Species of gastropod

Anticlinura serilla is a species of sea snail, a marine gastropod mollusk in the family Mangeliidae.

==Description==
The length of the shell attains 8.3 mm, its diameter is 4 mm.

(Original description) The small, fusiform shell is sharply sculptured. Its color is white with an olivaceous periostracum. it contains about four whorls exclusive of the decollate apex. The suture is distinct and not appressed. The whorl in front of it descends flatly to a nearly peripheral keel, the flattened portion corresponding to the anal fasciole. The fasciole is spirally sculptured by four or live very fine, equidistant, simple, similar threads, crossed by (on the body whorl about twenty-five) elevated, sharp, arcuate, lamellar riblets, which are continued over the whorl with wider interspaces to the anterior part of the base. The shoulder keel is minutely duplex, narrow, subspinose where it crosses the ribs, and more prominent than they.
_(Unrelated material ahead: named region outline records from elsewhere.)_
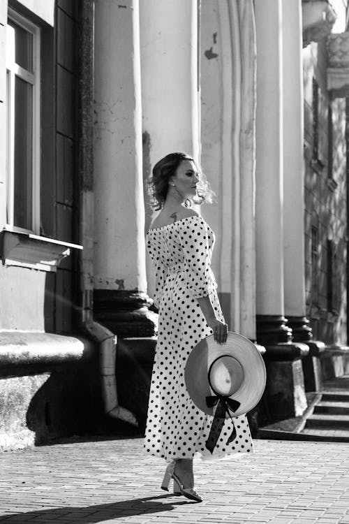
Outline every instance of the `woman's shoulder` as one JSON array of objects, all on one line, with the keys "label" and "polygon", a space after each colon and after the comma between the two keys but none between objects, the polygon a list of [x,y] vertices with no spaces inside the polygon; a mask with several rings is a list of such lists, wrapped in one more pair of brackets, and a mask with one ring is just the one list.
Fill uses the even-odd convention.
[{"label": "woman's shoulder", "polygon": [[151,223],[150,228],[158,229],[160,228],[166,227],[167,226],[170,226],[176,222],[180,223],[181,221],[185,221],[186,219],[190,219],[192,217],[198,217],[202,219],[201,215],[196,211],[192,209],[187,209],[186,208],[179,208],[170,216],[160,212]]}]

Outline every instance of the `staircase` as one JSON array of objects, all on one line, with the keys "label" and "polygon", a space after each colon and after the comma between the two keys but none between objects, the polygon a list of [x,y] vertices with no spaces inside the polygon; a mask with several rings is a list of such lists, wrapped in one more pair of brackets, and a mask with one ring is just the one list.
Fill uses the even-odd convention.
[{"label": "staircase", "polygon": [[326,381],[302,417],[262,428],[260,438],[349,442],[349,375]]},{"label": "staircase", "polygon": [[349,377],[344,375],[329,381],[300,433],[311,435],[316,440],[349,442]]}]

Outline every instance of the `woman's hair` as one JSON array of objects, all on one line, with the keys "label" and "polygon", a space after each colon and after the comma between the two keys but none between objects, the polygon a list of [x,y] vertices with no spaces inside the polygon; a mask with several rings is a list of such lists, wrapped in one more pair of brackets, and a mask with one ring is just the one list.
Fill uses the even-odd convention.
[{"label": "woman's hair", "polygon": [[[148,181],[149,193],[152,200],[151,205],[156,211],[162,208],[166,200],[170,180],[174,176],[178,166],[184,160],[191,160],[194,162],[199,175],[199,182],[196,186],[198,197],[194,197],[193,202],[195,204],[202,204],[203,202],[211,203],[212,202],[214,193],[211,189],[209,183],[201,170],[200,166],[194,159],[186,153],[170,153],[161,160],[159,160],[158,162],[156,162],[153,168],[153,176]],[[190,207],[191,205],[191,201],[189,201],[189,203],[186,201],[187,207]]]}]

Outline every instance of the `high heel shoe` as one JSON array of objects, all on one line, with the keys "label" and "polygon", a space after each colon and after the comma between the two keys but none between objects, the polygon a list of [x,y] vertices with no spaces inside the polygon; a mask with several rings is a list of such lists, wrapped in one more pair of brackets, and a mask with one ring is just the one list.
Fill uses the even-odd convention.
[{"label": "high heel shoe", "polygon": [[[168,491],[168,486],[171,479],[172,479],[173,472],[174,471],[174,466],[176,465],[176,461],[172,460],[168,466],[166,467],[165,475],[163,476],[163,483],[161,484],[161,489],[165,491]],[[173,494],[174,495],[181,495],[181,488],[178,482],[173,479]]]},{"label": "high heel shoe", "polygon": [[202,502],[202,497],[193,488],[184,488],[183,484],[177,475],[175,473],[172,473],[173,483],[177,482],[178,488],[181,495],[186,497],[187,499],[191,500],[195,500],[197,502]]},{"label": "high heel shoe", "polygon": [[168,491],[168,486],[170,486],[171,479],[172,479],[173,493],[174,493],[174,495],[183,495],[188,499],[195,500],[197,502],[202,502],[202,497],[200,496],[200,495],[198,495],[198,493],[196,493],[195,489],[193,489],[193,488],[183,487],[183,484],[180,479],[174,473],[175,465],[176,461],[172,460],[167,467],[166,471],[165,472],[165,475],[163,476],[163,483],[161,484],[161,489],[165,490],[165,491]]}]

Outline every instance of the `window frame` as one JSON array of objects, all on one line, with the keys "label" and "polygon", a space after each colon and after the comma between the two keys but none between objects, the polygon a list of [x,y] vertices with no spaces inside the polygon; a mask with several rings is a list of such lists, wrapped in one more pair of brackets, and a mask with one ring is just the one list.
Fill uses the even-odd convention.
[{"label": "window frame", "polygon": [[[6,41],[6,224],[7,229],[23,233],[40,233],[40,28],[17,11],[8,8],[8,22],[13,22],[33,35],[33,73],[28,72],[15,63],[9,61]],[[6,24],[6,27],[8,23]],[[6,39],[7,41],[7,39]],[[14,133],[15,133],[15,80],[16,75],[33,86],[33,129],[32,129],[32,189],[31,229],[15,226],[14,221]]]},{"label": "window frame", "polygon": [[319,229],[317,226],[311,227],[311,304],[319,306]]}]

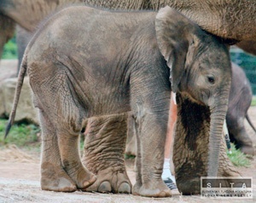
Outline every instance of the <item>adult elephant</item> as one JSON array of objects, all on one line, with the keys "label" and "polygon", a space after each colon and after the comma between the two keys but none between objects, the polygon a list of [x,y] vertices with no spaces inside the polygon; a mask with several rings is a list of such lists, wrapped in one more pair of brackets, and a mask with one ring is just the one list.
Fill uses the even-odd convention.
[{"label": "adult elephant", "polygon": [[[169,5],[195,21],[206,31],[224,39],[244,41],[238,44],[250,53],[256,54],[256,2],[247,0],[1,0],[0,1],[0,55],[4,44],[14,35],[15,24],[23,30],[18,38],[26,45],[39,22],[49,14],[71,3],[114,9],[154,9]],[[249,41],[247,41],[249,40]],[[253,43],[252,43],[253,41]],[[252,45],[253,44],[253,45]],[[23,47],[26,47],[23,45]],[[24,49],[19,50],[22,58]]]},{"label": "adult elephant", "polygon": [[[42,5],[40,2],[49,3],[50,4],[50,6],[49,7],[50,8],[56,6],[58,2],[67,3],[70,3],[70,1],[64,0],[2,0],[0,2],[0,14],[3,18],[8,19],[8,20],[13,20],[23,26],[24,28],[29,30],[30,27],[32,27],[30,25],[34,24],[32,24],[32,20],[30,20],[31,16],[32,16],[32,14],[33,13],[28,12],[28,10],[34,9],[34,13],[38,13],[38,10],[35,11],[36,9],[32,9],[32,8],[36,8],[35,5]],[[232,42],[255,39],[256,28],[255,26],[252,26],[252,25],[255,25],[256,16],[256,3],[254,1],[251,1],[250,3],[248,3],[248,1],[246,0],[226,0],[221,2],[209,0],[191,0],[189,3],[186,0],[85,0],[84,3],[88,5],[96,5],[110,9],[155,10],[158,10],[160,8],[168,4],[171,7],[177,9],[177,10],[184,14],[186,16],[195,21],[203,29],[207,30],[211,33],[221,37],[223,39],[231,40]],[[44,9],[44,9],[41,10],[42,13],[44,13],[44,10],[46,9]],[[8,28],[9,28],[10,30],[13,29],[13,26],[10,27],[7,25],[9,24],[6,23],[3,26],[5,27],[8,26]],[[35,26],[32,27],[34,28]],[[7,38],[10,36],[9,34],[7,35],[7,32],[3,32],[3,35],[4,36],[4,38],[0,38],[1,39],[3,39],[2,44],[4,44]],[[201,121],[202,122],[202,120]],[[203,146],[204,148],[206,148],[205,146],[208,145],[208,141],[202,139],[200,142],[200,143],[201,144],[201,146]],[[199,148],[198,150],[202,150],[202,148]],[[221,154],[224,156],[224,151],[221,153],[223,153]],[[195,158],[190,157],[190,159],[192,160]],[[224,162],[224,160],[222,161]],[[190,171],[187,172],[192,174],[194,171]],[[177,183],[180,180],[182,179],[177,179]],[[183,190],[182,187],[180,187],[180,188],[181,190]]]},{"label": "adult elephant", "polygon": [[241,67],[232,63],[232,83],[226,117],[227,126],[230,140],[235,142],[236,148],[240,148],[244,154],[253,155],[253,143],[244,125],[246,119],[256,132],[256,129],[247,114],[252,98],[252,87],[245,72]]},{"label": "adult elephant", "polygon": [[[244,120],[247,119],[253,130],[256,129],[250,120],[247,110],[253,99],[252,87],[242,68],[235,63],[232,65],[232,79],[229,97],[229,107],[226,121],[232,142],[244,154],[253,155],[254,148],[252,139],[247,134]],[[134,120],[131,116],[128,118],[127,143],[125,154],[136,155],[137,143],[134,130]]]},{"label": "adult elephant", "polygon": [[238,175],[232,165],[227,168],[221,147],[231,80],[228,49],[173,9],[131,13],[78,6],[58,12],[26,50],[10,124],[26,68],[43,129],[44,189],[73,191],[96,181],[79,154],[85,119],[90,135],[83,161],[97,176],[86,190],[131,192],[124,156],[117,154],[125,146],[125,125],[119,116],[108,123],[105,116],[121,114],[125,121],[131,111],[138,148],[132,193],[170,196],[161,179],[170,68],[178,108],[174,161],[179,189],[199,193],[201,176]]}]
In front of it are about twelve strong rounded primary spiral threads, with wider interspaces, each containing a finer intercalary thread, the whole extending to the end of the siphonal canal . The aperture is narrow. The anal sulcus is wide and shallow. The outer lip is sharp and simple. The bodyof the shell is smooth. The columella is straight, obliquely attenuated in front. The siphonal is canal narrow, straight and rather produced.

==Distribution==
This marine species occurs in the Gulf of Panama, Panama, Pacific Ocean.